In many urban areas, political and infrastructural restrictions have limited the feasibility of road pricing as a response to urban congestion. As a result the allocation of dedicated road space to bus transportation has emerged in a number of areas as something of a second-best option. Such initiatives are generally referred to as quality bus corridors (QBC) or bus rapid transit systems (BRT). QBCs can be implemented as a policy measures in many urban centres provided there is an operational bus network and availability of space for a second lane. A major aim of a QBC is often cited as a move to encourage modal shift amongst commuters from private cars to public buses with the ultimate goal of reducing urban traffic congestion. If QBCs are successful in facilitating modal shift away from private car use then some private car transport activity is reduced. 

Implementation

A QBC is a dedicated bus lane which aims to offer an uncongested travel route for buses. The QBC thereby gives priority to buses and offers reduced passenger journey times and improved reliability. Reduced journey times and reliability are important features of individual travel decisions, on which public transport can compete with private transport. The introduction of a QBC will improve the reliability and speed of public transport, whilst often simultaneously reducing the quality of service (in terms of available road space) for private car users. Beyond journey times and reliability, additional factors which will influence the success of a QBC network include increased service frequency, comfort, safety and value for money.

QBCs are normally developed along major route into and out of large urban centres. Development along such routes is prioritised over minor routes due to the proximity of large population and commuter catchment areas. If QBCs are to be successful and achieve significant modal shift, then it is critical that private car users are able to access the bus network with relative inconvenience.

In some instances QBCs will be fully integrated with the road traffic signalling network such that buses receive preferential signalling treatment at road junctions. Junction priority will further aid the flow frequency of buses over private cars.

Exemptions are often provided in QBCs for taxis, motorbikes and in some cases for High occupancy vehicles (e.g. passenger cars with 3 or more passengers).

For a QBC to be successful it is essential that the priority lane is appropriately policed.  

Impact

There are a number of perceived impacts from QBCs. 

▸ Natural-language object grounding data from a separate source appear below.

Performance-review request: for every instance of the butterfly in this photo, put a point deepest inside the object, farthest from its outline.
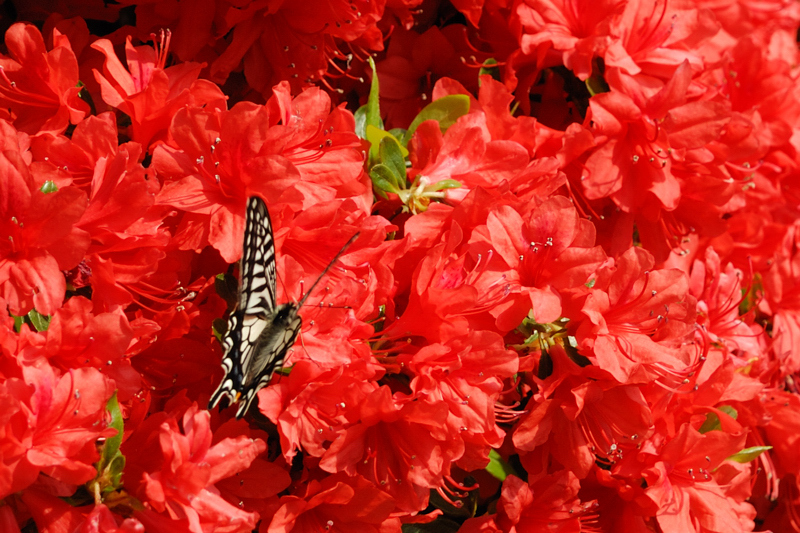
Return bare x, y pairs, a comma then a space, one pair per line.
260, 331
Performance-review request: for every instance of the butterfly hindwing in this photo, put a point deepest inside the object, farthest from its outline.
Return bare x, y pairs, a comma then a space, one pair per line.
260, 332
246, 343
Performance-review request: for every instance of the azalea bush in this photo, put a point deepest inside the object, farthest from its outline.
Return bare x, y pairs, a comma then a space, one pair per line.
573, 304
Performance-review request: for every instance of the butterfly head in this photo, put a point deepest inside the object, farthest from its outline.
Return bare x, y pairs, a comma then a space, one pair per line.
285, 316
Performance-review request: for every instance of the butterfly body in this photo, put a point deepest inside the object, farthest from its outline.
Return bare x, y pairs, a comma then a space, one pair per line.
260, 331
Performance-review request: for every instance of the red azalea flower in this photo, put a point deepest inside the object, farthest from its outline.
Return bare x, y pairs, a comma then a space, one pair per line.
51, 426
40, 87
312, 406
638, 320
550, 504
584, 420
336, 504
150, 93
41, 237
719, 294
270, 41
400, 445
467, 375
781, 300
178, 476
272, 151
680, 482
547, 249
578, 30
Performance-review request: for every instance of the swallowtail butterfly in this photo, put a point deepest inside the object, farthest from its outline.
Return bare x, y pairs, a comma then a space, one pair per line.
259, 330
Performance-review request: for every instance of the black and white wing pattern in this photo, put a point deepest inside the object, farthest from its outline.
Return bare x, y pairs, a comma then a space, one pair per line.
259, 331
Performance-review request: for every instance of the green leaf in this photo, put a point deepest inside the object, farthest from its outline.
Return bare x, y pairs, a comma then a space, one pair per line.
713, 423
446, 184
38, 321
369, 114
375, 136
390, 154
748, 454
445, 111
384, 179
498, 467
397, 133
112, 462
112, 444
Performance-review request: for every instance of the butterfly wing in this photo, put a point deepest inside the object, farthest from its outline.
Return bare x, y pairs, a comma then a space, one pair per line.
255, 308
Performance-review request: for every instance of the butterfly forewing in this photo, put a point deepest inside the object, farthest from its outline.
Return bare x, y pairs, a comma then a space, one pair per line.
259, 331
247, 343
257, 285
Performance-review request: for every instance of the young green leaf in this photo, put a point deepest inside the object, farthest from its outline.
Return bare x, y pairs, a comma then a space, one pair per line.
38, 321
112, 462
498, 467
446, 184
391, 154
748, 454
375, 136
445, 111
384, 179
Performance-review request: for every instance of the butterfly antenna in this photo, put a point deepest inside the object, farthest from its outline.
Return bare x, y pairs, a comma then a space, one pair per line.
330, 265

  • Improved mobility and reduced congestion

Generally QBCs are introduced to support the efficient movement of people around an area. This often equates to encouraging people from single occupancy private vehicles to mass transit modes, thus freeing up road space and reducing congestion.

  • Reduced emissions

 There are many externalities associated with road transport. Whilst public transport also contributes to these, mass transit is a more efficient and lower emitting option for moving people around a city.  

  • Induced traffic

It is possible with a successful QBC programme that the associated modal shift encourages others onto the remaining roadspace. However, given that the specification of a lane for a QBC reduces available road space for all private car users

Costs & Benefits

 The principal direct cost associated with a QBC relates to maintenance of the road space and markings, and most importantly, adequate enforcement of the space as a QBC.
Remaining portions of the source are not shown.